Complementary Strategy of Maternal Immunization with RSVpreF Vaccine and Monoclonal Antibodies for the Prevention of Respiratory Syncytial Virus Among Italian Infants: A Cost-Effectiveness Assessment.

Introduction: Respiratory Syncytial Virus (RSV) is a leading cause of severe lower respiratory tract infections and is one of the primary causes of hospitalization in high income countries and death among children aged ≤ 1 year in lower income countries where the healthcare systems not always have the resources to provide appropriate intensive care to all infants with severe RSV infection. On the basis of the results of a large programme of clinical trials, the European Medicine Agency has recently approved a Bivalent Stabilized Prefusion F Subunit Vaccine (RSVpreFV) for maternal immunization, with a year-round administration between 24-36 weeks of gestation. The objective of the study is providing an estimation of the efficiency of complementary strategy RSVpreF and monoclonal antibodies for the prevention of RSV among Italian infants.

Methods: Using a model (with a cohort framework and a Markov-type process) specifically adapted to the Italian context, the study provided cost-effectiveness and cost-utility assessment of prevention strategies adding the maternal vaccination to the existing immunization opportunities with palivizumab or nirsevimab administered to high risk and unprotected infants.

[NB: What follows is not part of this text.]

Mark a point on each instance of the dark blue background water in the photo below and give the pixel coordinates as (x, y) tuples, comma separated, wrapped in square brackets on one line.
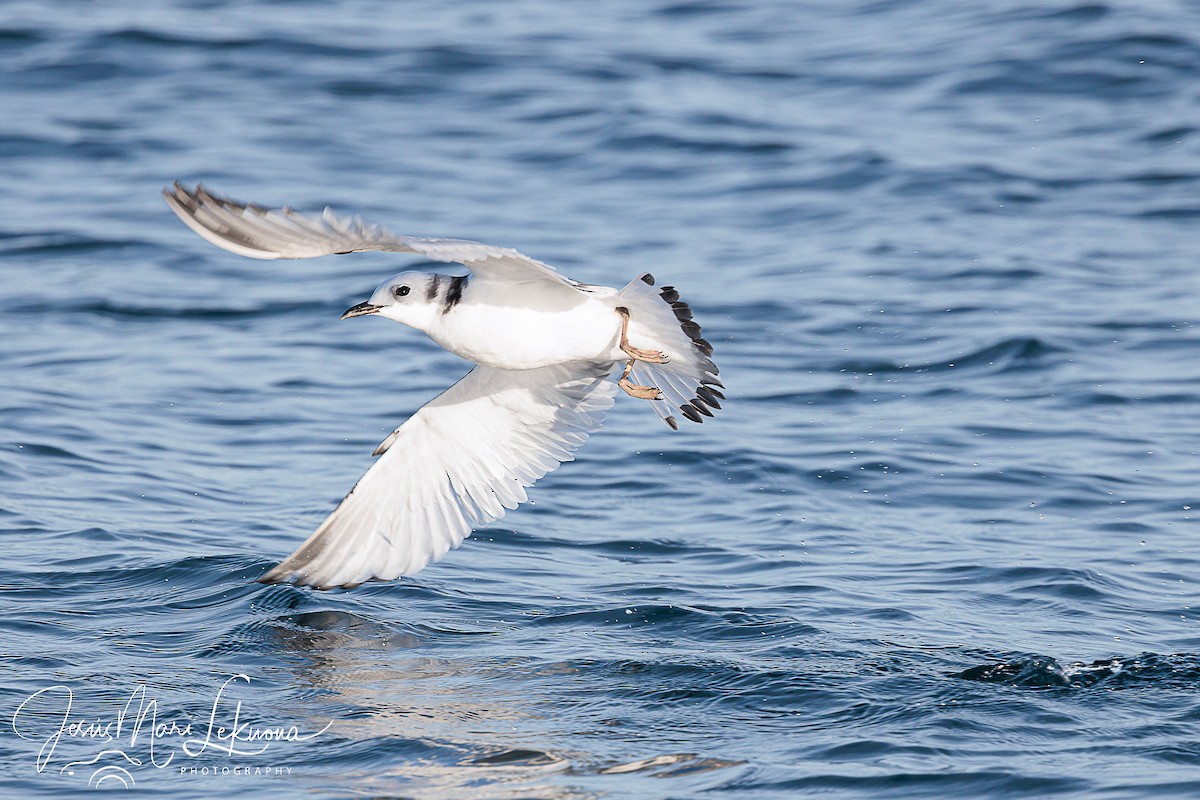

Results: The complementary strategy RSVpreFV plus palivizumab demonstrates significative health benefits versus palivizumab alone: it would reduce annual hospitalizations by 4097 cases (-25.8%), Emergency Department (ED) admissions not followed by hospitalization by 534 (-18.8%), with 25 years of life recovered, and an increase of 90 Quality Adjusted Life Years (QALYs). The strategy results cost-saving: the complementary strategy saves € 6.0 mil and € 8.4 mil per year in the NHS and in the Societal perspective, respectively; the complementary strategies of maternal vaccination plus nirsevimab also prove to have significant benefits versus the monoclonal antibody alone, providing a decrease equal to 941 annual hospitalizations (-9.0%), 6 years of life recovered, and an increase of 20 QALYs. The strategy saves € 2.6 mil and € 3.1 mil per year in the NHS and in the Societal perspective, respectively.

Conclusions: RSV is a leading cause of severe lower respiratory tract infections and is one of the primary causes of hospitalization in high income countries and death among children aged ≤ 1 year in lower income; bivalent Stabilized Prefusion F Subunit Vaccine (RSVpreFV) for maternal immunization proves to be effective in preventing RSV infections, avoiding severe disease. The modelling exercise shows that the complementary strategy of maternal vaccination with palivizumab or nirsevimab are both dominant (better health outcomes with lower costs) on monoclonal antibodies alone; the sensitivity analysis confirms that the complementary strategies in most of the simulation remain dominant or cost-effective adopting a low threshold for the willingness to pay; finally the complementary strategies are also sustainable, owing to a limited impact on the current national budget for vaccines.